Evaluating student work is easy with Teacher’s Area Reports features in Mavis Beacon Teaches Typing for Schools. This section guides you through the evaluation process and presents a variety of assessment suggestions that help your students get the most of the program’s typing curriculum.

To ensure that each of your students fully benefits from the many features of Mavis Beacon Teaches Typing for Schools, you must help each of them sign in for the first time. Stress the importance of accessing and using only their student profiles.

If your students are young, it may be best to initially sign-in each new user and access their profiles yourself.

Teaching Tips

If you have more than one computer in use, identify each typing station and assign students to one particular machine where their records are stored. (If you’re using Mavis Beacon Teaches Typing for Schools (Network), this is not necessary.)

Keep a list of station assignments so that you know which computer to use to review or adjust a particular student’s file, and for future grading.

Allow time for students to establish a record within the program before you begin monitoring their progress.

Once students have completed a few pre-scripted lessons and the program has an adequate sampling of their typing, it begins to tailor the sessions to fit each student’s proficiency.

It may be necessary to delete class and student profiles from time to time, for example, when students leave mid-semester, or at the beginning of a new term. For information on removing student files, see the Deleting Classes and Deleting Students sections of the User Manual.

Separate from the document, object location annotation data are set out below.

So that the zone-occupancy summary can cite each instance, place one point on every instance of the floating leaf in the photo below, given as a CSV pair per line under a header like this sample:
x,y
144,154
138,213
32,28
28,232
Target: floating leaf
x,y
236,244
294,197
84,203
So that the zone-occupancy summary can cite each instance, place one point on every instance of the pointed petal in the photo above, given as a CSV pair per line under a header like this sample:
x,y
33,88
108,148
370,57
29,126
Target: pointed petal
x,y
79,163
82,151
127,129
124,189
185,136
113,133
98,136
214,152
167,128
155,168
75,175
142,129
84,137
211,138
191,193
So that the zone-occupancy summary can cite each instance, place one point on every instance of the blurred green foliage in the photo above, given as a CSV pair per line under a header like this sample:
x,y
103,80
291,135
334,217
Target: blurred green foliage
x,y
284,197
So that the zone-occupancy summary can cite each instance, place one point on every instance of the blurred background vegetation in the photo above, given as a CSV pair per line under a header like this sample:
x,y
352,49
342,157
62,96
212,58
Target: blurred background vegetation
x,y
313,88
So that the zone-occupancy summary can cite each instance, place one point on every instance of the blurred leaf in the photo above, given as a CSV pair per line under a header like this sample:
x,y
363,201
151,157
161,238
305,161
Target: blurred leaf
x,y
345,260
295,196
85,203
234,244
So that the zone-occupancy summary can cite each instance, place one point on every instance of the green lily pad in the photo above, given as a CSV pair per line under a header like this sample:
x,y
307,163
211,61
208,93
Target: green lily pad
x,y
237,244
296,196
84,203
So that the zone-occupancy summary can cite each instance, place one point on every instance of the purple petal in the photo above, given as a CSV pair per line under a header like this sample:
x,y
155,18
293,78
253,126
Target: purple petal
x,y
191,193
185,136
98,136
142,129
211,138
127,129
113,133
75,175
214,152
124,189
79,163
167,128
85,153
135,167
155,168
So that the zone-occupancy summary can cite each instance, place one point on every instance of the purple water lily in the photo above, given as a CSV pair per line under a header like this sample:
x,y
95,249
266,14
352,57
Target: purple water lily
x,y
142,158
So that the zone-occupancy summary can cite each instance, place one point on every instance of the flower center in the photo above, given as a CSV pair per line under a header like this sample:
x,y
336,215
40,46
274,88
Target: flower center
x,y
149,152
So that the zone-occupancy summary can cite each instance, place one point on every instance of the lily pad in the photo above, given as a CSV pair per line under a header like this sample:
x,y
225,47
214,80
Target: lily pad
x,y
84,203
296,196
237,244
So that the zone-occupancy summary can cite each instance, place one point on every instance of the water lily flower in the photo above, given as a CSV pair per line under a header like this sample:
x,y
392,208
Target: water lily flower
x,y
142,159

Profile Monitoring Checklist

When determining what to look for and how to remedy it, you should review the following list:

  • Have a student call up their personal profiles only.
  • Do not let students register under someone else’s name. Watch them as they log on and check that they use their profiles. If they do not, tell them that the program is only effective when they do the work themselves and move at their own pace.
  • Check that students complete their lessons and watch for signs of inactivity at the computer. If this becomes a problem, try modifying some of their settings (see the Editing Classes and Editing Students sections of the User Manual). For example, you might increase the game frequency by creating more custom lessons that are in a game environment and instructing your students to select those lessons during their practice sessions.
  • Monitor students to ascertain whether they are typing in a variety of exercise formats. Be sure that they do not change most of their lessons to games.
  • Check that students do not skip each presented lesson until they reach a game.